Weekly Time Frame: A Tale of Two Phases
The broader trend for CRV has been marked by wild swings over recent months. In November 2024, the token broke out from a long-standing descending resistance trend line, sparking a parabolic rally. Within weeks, CRV surged nearly 500% to a December high of $1.34, its strongest performance in over a year.
However, the gains proved short-lived. The token quickly retraced, wiping out a large portion of its advance and returning to test the same diagonal resistance line it had previously broken. Since then, CRV has been consolidating inside a symmetrical triangle formation, creating an uncertain outlook for long-term traders.
The weekly indicators add to this ambiguity. The Relative Strength Index (RSI) hovers around the neutral 50 level, while the Moving Average Convergence Divergence (MACD) remains marginally positive but is on the verge of a bearish cross. Together, these signals suggest momentum is balanced, with neither bulls nor bears clearly in control.
Bullish Case: Wedge Breakout in Play
On the daily chart, a potentially bullish setup is emerging. CRV has been moving within a descending wedge since peaking in July. Such formations are typically bullish, often leading to upside breakouts when momentum shifts.

This view is reinforced by Fibonacci analysis. The current correction appears to follow an A-B-C structure, with waves A and C showing equal length. Crucially, the decline halted near the 0.618 Fibonacci retracement level, a common zone for reversals.

Technical indicators also support the bullish thesis. Both the RSI and MACD have generated bullish divergence, indicating waning bearish pressure. If CRV manages to break decisively above the wedge, traders could see a strong rally, potentially revisiting resistance levels near $1.20. A confirmed breakout would also validate this as the completion of the corrective structure.
Bearish Case: Symmetrical Triangle Breakdown Looming
Despite the optimistic signals, the bearish scenario cannot be dismissed. The weekly symmetrical triangle still exerts significant influence over CRV’s trajectory. Importantly, the token has slipped below the horizontal $0.85 support level, which now acts as resistance.
Momentum indicators lean bearish in this scenario. The RSI is trending lower, and the MACD has shown signs of weakening, suggesting sellers remain in control. Under this count, CRV could slide toward the triangle’s lower support line at $0.68. In this case, a breakout to the upside may be delayed until as late as 2026.

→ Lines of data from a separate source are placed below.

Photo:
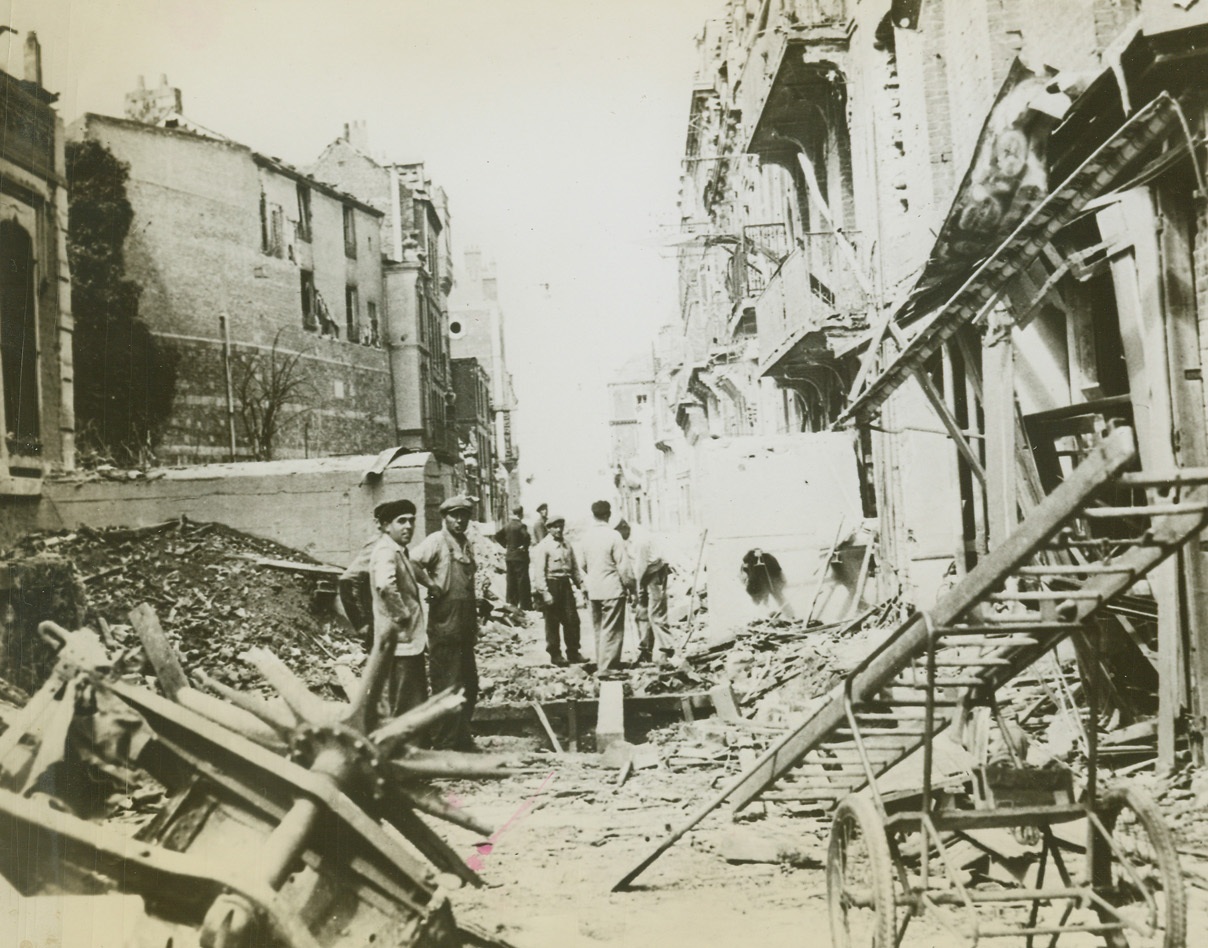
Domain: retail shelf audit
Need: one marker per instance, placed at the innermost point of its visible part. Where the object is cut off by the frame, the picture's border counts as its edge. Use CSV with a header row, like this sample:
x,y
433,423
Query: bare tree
x,y
272,391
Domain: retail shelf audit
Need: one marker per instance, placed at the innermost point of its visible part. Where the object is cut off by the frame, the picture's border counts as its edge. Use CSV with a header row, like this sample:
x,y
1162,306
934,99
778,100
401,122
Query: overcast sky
x,y
555,126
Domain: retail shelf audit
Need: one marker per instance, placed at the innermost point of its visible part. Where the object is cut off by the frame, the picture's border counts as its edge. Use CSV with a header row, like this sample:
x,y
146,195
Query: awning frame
x,y
988,280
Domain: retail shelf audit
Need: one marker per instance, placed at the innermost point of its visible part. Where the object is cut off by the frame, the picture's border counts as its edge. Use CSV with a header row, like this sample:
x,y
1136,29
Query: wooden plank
x,y
1136,277
1190,437
1108,458
549,728
1002,460
950,424
158,650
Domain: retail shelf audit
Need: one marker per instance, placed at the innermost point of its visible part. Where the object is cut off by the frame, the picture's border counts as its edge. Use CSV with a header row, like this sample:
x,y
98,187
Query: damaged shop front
x,y
1058,303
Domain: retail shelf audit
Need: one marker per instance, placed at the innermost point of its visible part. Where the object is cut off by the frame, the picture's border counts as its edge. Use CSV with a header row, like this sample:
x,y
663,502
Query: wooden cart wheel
x,y
859,878
1137,827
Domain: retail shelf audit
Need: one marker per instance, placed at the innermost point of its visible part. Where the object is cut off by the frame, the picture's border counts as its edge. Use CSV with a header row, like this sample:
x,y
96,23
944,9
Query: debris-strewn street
x,y
541,474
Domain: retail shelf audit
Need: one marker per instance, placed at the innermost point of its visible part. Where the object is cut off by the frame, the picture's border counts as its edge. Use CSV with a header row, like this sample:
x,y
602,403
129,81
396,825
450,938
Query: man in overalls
x,y
452,620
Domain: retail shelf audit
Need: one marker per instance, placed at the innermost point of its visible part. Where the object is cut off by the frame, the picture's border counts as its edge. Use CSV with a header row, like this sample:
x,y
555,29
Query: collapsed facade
x,y
965,242
36,411
477,338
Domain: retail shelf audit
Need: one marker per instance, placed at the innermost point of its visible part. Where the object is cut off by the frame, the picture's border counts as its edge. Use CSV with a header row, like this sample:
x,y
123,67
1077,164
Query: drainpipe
x,y
226,368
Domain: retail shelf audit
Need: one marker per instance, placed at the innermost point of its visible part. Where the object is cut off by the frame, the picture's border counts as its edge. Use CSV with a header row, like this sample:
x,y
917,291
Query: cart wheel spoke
x,y
1148,891
859,878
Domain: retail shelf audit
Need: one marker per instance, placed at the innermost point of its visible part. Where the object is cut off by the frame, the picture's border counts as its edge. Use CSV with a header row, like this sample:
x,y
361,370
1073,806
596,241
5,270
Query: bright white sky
x,y
555,126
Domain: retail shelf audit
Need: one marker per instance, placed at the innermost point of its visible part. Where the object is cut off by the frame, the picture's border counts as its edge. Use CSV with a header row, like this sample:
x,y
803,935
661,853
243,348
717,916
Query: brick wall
x,y
197,248
343,402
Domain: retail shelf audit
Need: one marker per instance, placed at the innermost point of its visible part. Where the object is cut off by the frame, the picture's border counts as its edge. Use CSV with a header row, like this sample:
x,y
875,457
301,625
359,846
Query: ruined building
x,y
929,253
417,272
36,412
476,337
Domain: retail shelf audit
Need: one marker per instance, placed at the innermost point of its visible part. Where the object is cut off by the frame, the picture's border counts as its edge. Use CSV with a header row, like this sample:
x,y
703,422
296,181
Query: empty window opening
x,y
349,232
18,339
309,317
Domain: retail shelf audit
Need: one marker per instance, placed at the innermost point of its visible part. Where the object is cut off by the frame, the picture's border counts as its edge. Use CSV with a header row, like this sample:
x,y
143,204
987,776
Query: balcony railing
x,y
817,288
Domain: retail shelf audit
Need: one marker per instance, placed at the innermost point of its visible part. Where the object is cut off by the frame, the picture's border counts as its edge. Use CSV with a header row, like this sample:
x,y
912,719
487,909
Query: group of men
x,y
620,565
424,650
384,588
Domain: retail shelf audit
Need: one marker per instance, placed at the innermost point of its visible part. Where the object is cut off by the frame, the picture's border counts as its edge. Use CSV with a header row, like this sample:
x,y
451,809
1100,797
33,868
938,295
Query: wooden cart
x,y
1090,541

This bearish interpretation aligns with the idea that CRV is still in a prolonged consolidation phase rather than preparing for an immediate trend reversal.
Key Levels to Watch: $0.85 and $1.20
CRV’s short-term future hinges on whether bulls can reclaim the $0.85 level and push the price beyond the descending wedge. A close above this zone could fuel momentum toward the $1.20 resistance, a crucial barrier for any sustainable uptrend.

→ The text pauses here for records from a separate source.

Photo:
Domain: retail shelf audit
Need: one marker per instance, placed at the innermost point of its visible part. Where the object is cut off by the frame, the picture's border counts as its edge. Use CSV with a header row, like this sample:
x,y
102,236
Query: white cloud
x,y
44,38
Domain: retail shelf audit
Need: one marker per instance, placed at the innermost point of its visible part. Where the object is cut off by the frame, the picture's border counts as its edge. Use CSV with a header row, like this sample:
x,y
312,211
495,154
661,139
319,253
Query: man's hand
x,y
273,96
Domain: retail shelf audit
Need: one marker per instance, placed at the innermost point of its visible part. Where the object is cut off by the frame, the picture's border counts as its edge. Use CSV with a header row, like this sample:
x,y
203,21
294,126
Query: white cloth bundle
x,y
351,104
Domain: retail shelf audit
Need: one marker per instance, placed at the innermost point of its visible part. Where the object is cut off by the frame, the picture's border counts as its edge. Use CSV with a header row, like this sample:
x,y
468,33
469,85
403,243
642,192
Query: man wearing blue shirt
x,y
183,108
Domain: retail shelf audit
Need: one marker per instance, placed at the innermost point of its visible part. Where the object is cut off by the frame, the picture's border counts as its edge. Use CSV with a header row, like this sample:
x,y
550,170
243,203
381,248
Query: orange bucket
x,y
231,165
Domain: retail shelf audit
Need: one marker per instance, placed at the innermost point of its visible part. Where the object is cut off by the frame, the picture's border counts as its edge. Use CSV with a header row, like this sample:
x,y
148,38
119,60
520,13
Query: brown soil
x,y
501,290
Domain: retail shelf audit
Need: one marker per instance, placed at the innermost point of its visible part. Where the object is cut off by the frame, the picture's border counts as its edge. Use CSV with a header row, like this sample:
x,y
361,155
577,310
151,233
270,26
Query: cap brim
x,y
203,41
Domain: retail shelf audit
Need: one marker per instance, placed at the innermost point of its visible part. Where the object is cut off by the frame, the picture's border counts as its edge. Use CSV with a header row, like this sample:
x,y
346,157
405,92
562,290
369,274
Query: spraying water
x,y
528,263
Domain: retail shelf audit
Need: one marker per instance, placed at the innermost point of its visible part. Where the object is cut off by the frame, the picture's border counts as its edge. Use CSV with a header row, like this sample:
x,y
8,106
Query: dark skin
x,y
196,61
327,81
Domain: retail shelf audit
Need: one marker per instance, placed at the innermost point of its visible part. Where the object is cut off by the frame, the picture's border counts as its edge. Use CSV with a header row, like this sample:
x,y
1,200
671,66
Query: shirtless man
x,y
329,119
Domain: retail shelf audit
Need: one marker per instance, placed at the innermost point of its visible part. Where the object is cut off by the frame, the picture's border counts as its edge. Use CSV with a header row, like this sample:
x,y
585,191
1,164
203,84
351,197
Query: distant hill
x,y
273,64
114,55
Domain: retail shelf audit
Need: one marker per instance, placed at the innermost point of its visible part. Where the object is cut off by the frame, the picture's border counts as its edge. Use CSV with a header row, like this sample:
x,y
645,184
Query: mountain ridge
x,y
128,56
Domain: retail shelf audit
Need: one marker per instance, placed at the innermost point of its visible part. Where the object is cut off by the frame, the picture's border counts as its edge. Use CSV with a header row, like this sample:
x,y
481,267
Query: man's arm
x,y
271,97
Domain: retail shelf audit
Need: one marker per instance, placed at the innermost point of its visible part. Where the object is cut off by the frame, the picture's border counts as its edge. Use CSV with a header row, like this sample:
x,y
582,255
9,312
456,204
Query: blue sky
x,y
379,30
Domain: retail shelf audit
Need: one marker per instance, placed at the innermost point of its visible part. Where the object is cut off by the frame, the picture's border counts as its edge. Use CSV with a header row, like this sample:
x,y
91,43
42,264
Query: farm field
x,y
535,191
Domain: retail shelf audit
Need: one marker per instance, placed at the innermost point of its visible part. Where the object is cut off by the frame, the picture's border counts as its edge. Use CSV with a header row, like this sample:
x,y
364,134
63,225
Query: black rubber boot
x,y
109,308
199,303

On the flip side, continued rejection at $0.85 would strengthen the bearish outlook, setting up a potential retest of $0.68 support. Traders are likely to see sharp volatility in either direction as the token approaches this make-or-break point.

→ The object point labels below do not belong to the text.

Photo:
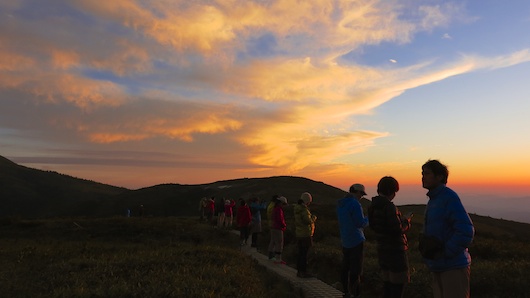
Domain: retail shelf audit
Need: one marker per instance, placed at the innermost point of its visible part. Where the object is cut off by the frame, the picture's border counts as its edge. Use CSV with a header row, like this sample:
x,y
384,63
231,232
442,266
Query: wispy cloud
x,y
259,79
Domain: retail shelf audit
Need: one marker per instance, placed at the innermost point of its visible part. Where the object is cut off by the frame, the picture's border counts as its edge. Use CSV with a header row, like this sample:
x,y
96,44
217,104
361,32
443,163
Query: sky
x,y
141,93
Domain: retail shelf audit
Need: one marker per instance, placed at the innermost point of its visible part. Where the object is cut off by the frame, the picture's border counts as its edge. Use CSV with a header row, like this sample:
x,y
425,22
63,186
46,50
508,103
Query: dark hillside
x,y
30,192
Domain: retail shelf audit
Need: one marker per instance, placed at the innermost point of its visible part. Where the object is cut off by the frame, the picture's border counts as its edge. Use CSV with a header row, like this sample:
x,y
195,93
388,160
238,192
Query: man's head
x,y
433,174
358,190
387,186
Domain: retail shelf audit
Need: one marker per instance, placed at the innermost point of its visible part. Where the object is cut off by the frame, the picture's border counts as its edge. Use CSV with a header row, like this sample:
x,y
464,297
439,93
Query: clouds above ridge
x,y
115,74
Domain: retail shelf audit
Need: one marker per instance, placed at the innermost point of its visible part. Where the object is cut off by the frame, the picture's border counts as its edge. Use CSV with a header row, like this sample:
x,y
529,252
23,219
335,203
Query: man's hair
x,y
387,186
438,169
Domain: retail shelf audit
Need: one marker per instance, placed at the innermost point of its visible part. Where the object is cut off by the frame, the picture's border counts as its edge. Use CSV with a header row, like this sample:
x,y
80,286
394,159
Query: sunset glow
x,y
139,93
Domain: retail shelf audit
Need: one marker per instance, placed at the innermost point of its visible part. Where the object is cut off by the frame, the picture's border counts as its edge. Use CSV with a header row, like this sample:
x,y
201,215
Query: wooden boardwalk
x,y
311,287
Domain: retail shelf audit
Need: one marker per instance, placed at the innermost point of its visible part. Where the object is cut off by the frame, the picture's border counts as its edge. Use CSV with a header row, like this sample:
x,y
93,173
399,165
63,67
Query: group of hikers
x,y
443,242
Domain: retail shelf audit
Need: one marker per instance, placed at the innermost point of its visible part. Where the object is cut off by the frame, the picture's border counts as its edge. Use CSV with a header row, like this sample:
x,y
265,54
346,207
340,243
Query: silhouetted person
x,y
351,223
390,227
447,233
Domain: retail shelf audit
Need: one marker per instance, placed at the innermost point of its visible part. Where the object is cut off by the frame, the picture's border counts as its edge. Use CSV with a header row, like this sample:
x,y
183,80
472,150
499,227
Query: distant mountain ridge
x,y
27,192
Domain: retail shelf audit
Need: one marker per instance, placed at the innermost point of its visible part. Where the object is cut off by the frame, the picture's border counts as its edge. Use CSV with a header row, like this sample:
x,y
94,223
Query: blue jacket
x,y
351,221
447,220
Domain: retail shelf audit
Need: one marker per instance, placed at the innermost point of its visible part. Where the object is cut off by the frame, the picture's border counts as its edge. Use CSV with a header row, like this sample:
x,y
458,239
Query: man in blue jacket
x,y
351,223
448,231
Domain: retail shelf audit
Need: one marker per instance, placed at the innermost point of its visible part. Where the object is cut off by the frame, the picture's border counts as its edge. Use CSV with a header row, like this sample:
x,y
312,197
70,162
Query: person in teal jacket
x,y
448,231
351,224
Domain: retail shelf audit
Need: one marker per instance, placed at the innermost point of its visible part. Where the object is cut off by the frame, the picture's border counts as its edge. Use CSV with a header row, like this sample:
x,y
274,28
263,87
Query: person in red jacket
x,y
243,218
229,204
277,228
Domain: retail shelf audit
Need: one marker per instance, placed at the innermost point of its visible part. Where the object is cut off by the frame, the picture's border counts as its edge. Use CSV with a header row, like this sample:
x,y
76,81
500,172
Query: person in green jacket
x,y
304,229
271,205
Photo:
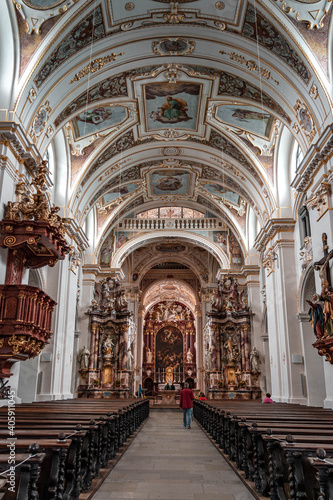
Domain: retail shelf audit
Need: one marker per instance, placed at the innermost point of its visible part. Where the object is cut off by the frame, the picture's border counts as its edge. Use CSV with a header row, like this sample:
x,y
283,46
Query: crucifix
x,y
322,265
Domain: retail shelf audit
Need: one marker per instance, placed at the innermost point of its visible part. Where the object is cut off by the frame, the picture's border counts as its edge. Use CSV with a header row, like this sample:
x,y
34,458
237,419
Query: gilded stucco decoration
x,y
269,262
174,14
98,123
321,198
310,12
235,86
252,123
173,47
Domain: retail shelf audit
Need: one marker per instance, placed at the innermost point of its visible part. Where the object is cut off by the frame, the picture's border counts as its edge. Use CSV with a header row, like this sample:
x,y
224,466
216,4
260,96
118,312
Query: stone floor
x,y
166,461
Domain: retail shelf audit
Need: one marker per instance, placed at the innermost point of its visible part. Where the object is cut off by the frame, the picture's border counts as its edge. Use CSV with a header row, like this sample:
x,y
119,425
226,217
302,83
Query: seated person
x,y
268,398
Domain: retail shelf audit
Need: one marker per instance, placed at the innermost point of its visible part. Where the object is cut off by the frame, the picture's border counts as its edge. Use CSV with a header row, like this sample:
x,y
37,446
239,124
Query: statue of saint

Uncertain but Volatile Path Ahead
Curve DAO (CRV) sits at a pivotal juncture where both bullish and bearish wave counts remain valid. The descending wedge points toward a possible breakout, while the symmetrical triangle warns of more downside. Until price action provides a decisive signal, traders should prepare for heightened volatility.
Whether CRV embarks on a recovery rally or drifts lower toward long-term support, the coming weeks will be critical in shaping its trajectory for the remainder of 2025. For now, the market waits as bulls and bears battle for dominance at one of the year’s most closely watched technical levels.